Borden won’t let him get ahead of her. “Our orders are to secure the station and check out the product taking shape, or any other equipment we find, reopen the vent if necessary, then, attempt to access the inner sea.”
“I’m prime for that!” Ishikawa says, flexing her fingers. Teen eager to take the family car out for a spin.
Borden is unimpressed. “We don’t have a large enough team to do it all. I’m making the decision that we take control of whatever product has already been shaped and proceed below. There may still be a deep-sea installation under the crust and no more than a few hundred klicks from here.

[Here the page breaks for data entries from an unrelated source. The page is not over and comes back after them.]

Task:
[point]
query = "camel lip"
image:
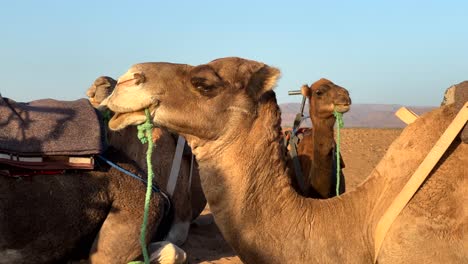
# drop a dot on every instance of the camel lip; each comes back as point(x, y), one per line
point(342, 108)
point(140, 115)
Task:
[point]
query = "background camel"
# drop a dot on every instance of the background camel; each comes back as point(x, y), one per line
point(316, 150)
point(229, 114)
point(77, 215)
point(188, 198)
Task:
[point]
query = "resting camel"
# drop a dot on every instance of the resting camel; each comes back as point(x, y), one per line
point(189, 201)
point(54, 217)
point(316, 150)
point(228, 112)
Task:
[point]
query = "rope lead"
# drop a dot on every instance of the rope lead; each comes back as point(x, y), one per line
point(340, 124)
point(145, 135)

We don’t know what it looks like, what it contains, or what the inhabitants have accomplished. But that’s our destination, unless Lady of Yue says otherwise.”
“No reports?” Ishida asks. “We don’t know what’s happening down there?”
“None that reached Division Four,” Kumar says.
“Secret even from Wait Staff?” Tak asks.
“Secret from me,” says Kumar. “I do not know about Mushran.”
Mushran has reappeared without being noticed, a singular talent. He is still adjusting his suit, wincing. All of us are uncomfortable. The Russians are stretching, exchanging unhappy glances. Mushran looks up and around, eyes darting at the activity, like he knows something we don’t but it’s not yet time to share.